8. Maintain consistent accounting methods.

With accounting, there are two primary methods that exist for bookkeeping. There's the cash method and the accrual method. Both approaches are valid, and neither is more likely to draw an audit than the other. Nonetheless, if you end up confusing the two and use some of each method in your record-keeping, it will make your records appear confusing and possibly even deceitful. As a result, your business will likely get audited. You need to choose one method and stick to it.

9. Make reasonable charitable donations and have supporting documentation.

If your business makes charitable donations, but they appear excessively large, you'll end up catching the attention of the IRS and potentially draw an audit. When donations are genuine, you do have the choice to claim a deduction. However, in this case, you should be sure that you have all the mandatory supporting documentation to file with your tax return. If your business makes a donation that exceeds $250, you'll need to have receipts from the recipient. If your business makes a donation that exceeds $500, you'll have to file IRS Form 8283. When you submit the receipts and tax form with your tax return, you can avoid your business getting audited.

10. Retain your business expense receipts.

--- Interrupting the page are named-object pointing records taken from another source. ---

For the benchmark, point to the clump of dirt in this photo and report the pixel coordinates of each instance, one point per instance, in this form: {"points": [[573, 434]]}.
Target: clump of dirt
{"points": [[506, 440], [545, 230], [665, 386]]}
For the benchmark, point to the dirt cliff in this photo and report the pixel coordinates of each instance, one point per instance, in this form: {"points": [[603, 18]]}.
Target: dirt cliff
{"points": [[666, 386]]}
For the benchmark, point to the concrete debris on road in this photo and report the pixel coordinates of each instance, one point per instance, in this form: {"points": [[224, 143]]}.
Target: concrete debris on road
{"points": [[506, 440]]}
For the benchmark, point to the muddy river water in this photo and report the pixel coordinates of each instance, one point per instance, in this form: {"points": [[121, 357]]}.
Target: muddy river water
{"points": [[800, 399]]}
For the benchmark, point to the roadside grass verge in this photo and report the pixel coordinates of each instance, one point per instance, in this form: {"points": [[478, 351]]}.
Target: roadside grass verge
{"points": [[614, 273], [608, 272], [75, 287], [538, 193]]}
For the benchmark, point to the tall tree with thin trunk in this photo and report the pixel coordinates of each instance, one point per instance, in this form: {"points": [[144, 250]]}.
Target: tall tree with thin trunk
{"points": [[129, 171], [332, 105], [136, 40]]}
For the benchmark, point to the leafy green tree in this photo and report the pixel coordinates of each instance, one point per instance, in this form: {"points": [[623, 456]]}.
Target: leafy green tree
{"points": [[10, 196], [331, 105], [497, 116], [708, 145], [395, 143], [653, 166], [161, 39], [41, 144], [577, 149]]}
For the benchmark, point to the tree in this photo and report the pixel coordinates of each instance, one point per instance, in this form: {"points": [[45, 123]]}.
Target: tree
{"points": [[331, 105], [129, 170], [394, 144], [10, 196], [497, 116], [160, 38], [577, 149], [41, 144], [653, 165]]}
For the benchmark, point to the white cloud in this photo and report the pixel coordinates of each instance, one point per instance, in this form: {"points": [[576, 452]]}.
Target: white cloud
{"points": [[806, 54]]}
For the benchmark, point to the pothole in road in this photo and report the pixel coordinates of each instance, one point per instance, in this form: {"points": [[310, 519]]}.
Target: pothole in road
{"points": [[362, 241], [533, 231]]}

Your business should have a system established for receiving and retaining copies of every expense receipt. By saving the receipts, you'll be in a better position to prepare your business tax returns at the end of the year. All the receipts may not need to be submitted with the return, but it's good to have them in case they're needed. You should only claim deductions for expenses you'll be able to prove. Your tax return will be fully supported by retaining the receipts for all expenses.

11. Carefully review your figures against all tax records.

When you're preparing a tax return, the figures that are reported must match the documentation that's being submitted to the IRS. That will include any 1099s, W-2s, and any other reports that might go from a third party, such as supplier or bands, to the IRS to report your income. Any discrepancies or mistakes made in reporting will likely trigger an audit.

12. Appropriately record all numbers.

The IRS advises that you can round the numbers in your business tax return to the nearest dollar. Don't round it any more than that. If numbers that are rounded to the nearest ten dollars or hundred dollars are submitted, the IRS will probably question where those numbers are accurate and audit your business.

13. File tax returns on time.

If you file your returns late, you can increase the likelihood of drawing attention to your business and getting audited. Always file your returns on time. If you're unsure you'll be able to file on time, file the appropriate paperwork to get an extension, and then submit a partial payment of the estimated amount. If you expect that your business is going to owe more than $500 in taxes for the year, you'll be required to pay quarterly taxes. Failure to pay quarterly taxes will subject you to tax penalties and potentially cause you to be audited for the entire year.

14. Sign everything.

It may seem simple, but forgetting to sign any of the attached schedules or your tax return can trigger an audit. If this is missing, the IRS is required to review your full return more closely. Additionally, you should always double-check the accuracy of your calculations and form completion before you submit your form.

15. Consider a professional for your business taxes.

You may believe you're competent enough to prepare the tax return, but choosing to get a professional to do it could be a smart business expense. Tax professionals can thoroughly review all of your receipts and other records to be sure they're documented appropriately. They have the knowledge and experience to help you with avoiding an audit of your business. If you're interested in knowing more about using a tax professional to handle your business taxes, you can find more information at this link: taxfyle.com/tax-preparation-outsourcing.

It can be a challenging time whenever a business gets audited. It's best to do as much as you can to avoid that happening. Keep these 15 strategies in mind to help give your business the best chance of not getting audited.